The Right Lab, the Right Student, the Right Fit?

About a month ago, I had a casual conversation with a colleague that went something like this:

     "Colleague: You're an incoming 5th-year graduate student; you're just about done!"
      "Me: ...Actually, I'm an incoming 4th-year graduate student...."
      "Colleague: Oh! ...well, you've got a long way to go man!"

It was a friendly joke, of course, but it got me thinking: how do graduate students measure their time on this degree (PhD) and why? I have heard it measured in terms of years left. I have heard it measured in terms of years since started. I have even heard it measured in terms of "forever-ness". I have never really put too much thought into how long I have been here and how much more I have to go -- they have been merely numerical facts and averages. But thinking about it, many people seem to attach vast emotions to these numbers. But why?

In agreement with the famous PhD comics series, it seems that nearly all newcomers to the graduate program are "full of life, hope, and dreams of fame and success." It seems to usually be accompanied by the dream of "get rich quick." Finish the program asap and publish as many papers as possible. But I never really adhered to that dream coming into the PhD program; I entered hoping for a long tenure whereby I would emerge as a "Renaissance biologist." To me, graduate school is the last frontier of studentship -- where I would be most free to study all that I wanted (excluding my retirement where I could do just that too).

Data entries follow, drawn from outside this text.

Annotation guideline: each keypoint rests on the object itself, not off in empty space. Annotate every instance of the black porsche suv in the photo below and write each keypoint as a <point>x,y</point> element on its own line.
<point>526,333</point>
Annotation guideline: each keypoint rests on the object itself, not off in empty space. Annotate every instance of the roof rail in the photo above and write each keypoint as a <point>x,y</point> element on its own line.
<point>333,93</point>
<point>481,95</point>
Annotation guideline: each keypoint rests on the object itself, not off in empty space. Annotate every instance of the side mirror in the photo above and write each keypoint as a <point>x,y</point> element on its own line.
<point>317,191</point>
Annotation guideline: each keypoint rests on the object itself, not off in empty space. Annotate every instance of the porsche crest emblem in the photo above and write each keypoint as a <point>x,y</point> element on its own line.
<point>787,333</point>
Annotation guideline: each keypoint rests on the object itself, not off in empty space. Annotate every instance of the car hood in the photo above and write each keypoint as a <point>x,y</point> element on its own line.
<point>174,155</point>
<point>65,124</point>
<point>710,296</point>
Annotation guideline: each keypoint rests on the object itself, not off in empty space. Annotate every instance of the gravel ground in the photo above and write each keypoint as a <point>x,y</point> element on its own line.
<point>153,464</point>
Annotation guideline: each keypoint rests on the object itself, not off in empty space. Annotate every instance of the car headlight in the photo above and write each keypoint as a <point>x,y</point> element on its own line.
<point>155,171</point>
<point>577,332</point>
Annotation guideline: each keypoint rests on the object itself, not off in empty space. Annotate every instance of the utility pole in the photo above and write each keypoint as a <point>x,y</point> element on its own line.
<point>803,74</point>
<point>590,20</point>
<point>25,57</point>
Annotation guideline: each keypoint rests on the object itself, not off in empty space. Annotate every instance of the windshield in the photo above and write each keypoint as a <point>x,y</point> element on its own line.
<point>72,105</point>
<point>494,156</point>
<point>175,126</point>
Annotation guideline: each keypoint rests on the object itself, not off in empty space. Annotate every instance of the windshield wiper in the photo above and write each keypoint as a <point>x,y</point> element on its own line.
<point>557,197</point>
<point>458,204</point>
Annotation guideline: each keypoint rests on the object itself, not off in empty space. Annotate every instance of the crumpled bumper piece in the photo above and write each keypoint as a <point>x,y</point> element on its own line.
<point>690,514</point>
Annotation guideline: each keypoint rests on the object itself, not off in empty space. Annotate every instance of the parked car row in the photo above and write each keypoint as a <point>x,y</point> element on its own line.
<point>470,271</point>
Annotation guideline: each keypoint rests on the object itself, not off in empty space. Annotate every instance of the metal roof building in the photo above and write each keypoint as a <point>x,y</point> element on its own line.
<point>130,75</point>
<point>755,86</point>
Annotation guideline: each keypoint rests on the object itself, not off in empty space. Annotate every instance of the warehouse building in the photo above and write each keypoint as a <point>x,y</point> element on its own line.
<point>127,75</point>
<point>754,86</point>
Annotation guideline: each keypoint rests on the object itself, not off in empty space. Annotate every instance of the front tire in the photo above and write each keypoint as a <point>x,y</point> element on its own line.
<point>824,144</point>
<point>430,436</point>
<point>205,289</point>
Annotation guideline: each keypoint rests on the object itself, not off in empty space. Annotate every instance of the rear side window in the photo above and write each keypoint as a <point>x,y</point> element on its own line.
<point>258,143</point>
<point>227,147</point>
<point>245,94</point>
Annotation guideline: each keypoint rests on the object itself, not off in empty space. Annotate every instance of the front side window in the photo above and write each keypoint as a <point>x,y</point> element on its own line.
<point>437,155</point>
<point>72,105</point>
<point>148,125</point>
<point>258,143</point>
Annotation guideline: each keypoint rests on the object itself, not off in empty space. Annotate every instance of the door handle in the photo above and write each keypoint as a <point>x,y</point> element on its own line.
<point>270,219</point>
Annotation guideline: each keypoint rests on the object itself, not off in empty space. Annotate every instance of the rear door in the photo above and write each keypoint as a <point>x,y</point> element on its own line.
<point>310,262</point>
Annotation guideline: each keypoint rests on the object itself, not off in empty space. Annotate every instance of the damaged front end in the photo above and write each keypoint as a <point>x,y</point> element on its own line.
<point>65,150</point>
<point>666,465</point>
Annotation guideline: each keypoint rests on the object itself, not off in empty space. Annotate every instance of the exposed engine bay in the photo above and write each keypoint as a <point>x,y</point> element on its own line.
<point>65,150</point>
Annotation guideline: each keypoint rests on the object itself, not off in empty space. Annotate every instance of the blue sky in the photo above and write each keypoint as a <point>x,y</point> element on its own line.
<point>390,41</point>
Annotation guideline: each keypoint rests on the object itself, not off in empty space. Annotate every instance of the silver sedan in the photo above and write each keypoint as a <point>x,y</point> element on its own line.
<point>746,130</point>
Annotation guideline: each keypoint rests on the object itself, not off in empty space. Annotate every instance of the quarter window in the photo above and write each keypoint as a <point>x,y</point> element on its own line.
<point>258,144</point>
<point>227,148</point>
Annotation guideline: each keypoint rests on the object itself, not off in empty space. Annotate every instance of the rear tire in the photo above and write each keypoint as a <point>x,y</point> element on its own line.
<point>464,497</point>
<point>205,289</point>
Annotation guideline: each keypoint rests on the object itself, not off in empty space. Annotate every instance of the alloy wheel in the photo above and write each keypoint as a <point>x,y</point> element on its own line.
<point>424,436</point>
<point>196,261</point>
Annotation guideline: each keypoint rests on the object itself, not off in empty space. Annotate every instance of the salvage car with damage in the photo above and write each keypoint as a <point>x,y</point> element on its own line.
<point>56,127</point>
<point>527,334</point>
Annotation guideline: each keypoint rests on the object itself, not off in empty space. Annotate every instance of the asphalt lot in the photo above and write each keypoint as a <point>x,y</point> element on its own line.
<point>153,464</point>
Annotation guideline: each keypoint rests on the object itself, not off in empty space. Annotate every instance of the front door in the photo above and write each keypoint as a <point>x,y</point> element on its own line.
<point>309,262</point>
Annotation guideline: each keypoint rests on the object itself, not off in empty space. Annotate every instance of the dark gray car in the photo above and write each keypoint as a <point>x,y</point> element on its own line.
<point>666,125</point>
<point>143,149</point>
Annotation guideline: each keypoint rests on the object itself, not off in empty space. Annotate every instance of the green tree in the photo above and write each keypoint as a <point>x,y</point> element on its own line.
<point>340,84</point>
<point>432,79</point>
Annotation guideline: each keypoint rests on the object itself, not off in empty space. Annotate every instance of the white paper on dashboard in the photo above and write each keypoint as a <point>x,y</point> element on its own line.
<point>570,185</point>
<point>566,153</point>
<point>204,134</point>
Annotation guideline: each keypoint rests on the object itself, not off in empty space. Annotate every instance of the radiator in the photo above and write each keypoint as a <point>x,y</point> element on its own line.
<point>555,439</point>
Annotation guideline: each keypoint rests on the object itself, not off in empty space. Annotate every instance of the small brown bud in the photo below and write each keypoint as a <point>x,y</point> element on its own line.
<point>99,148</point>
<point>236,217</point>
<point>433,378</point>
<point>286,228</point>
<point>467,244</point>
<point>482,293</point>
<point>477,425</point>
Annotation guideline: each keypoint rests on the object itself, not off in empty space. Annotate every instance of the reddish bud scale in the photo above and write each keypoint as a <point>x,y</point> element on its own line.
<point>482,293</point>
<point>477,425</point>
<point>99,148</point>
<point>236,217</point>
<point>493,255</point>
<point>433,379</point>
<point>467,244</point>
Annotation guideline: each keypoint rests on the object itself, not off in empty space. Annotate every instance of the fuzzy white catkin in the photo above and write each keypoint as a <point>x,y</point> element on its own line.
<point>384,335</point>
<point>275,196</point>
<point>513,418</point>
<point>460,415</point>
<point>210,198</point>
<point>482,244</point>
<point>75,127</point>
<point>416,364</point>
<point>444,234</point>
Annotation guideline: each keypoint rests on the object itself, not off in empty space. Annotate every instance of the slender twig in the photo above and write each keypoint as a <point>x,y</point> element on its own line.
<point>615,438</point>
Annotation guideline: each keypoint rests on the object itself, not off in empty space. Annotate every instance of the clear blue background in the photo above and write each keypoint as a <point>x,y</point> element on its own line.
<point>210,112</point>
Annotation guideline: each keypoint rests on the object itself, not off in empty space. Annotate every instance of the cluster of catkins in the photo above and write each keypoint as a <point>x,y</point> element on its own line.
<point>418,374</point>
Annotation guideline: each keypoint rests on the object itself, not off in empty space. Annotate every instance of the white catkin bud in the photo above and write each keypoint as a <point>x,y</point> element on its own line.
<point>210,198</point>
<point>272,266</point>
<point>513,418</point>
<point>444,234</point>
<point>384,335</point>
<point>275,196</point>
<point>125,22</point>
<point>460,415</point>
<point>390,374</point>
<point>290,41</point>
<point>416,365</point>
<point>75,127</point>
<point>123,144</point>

High-throughput versus low-throughput

I recently had a discussion with my lab-mate about the graduate student in a high-throughput versus a low-throughput lab. High-throughput labs run large-scale (often thousands to millions of mini-experiments), systematic experiments that usually feel repetitive. Publishable data almost always take a long time, even with maximum physical exertion, due to the scale of projects. However, once compiled, the end-data is always rich with information for a very wide-range of scientists. Low-throughput labs tend to be more focused onto a few genes/proteins; they are more detailed and thorough. Intellect, hard-work, and some luck can definitely lead to a slew of publishable work although this does not have to be the case.

By the end of this discussion, I concluded that both lab types are simply just that, different in nature; thus rejecting the notion of a better or worse work type.

This discussion ties into my earlier conversation because I came to a general hypothesis:
     "New graduate students tend to be overly optimistic about their future success as a graduate student
      and will tend to see low-throughput labs as the best opportunity to get rich quick [in papers]."

Biology is a fast-changing field and deciding how to make moves in the field will always be difficult. I have naively separated lab types into high versus low-throughput; clearly, there is a spectrum.For me, I will try to tread the unknown forest [high-throughput focus] and leave a path of my own. Only time will tell how that turns out.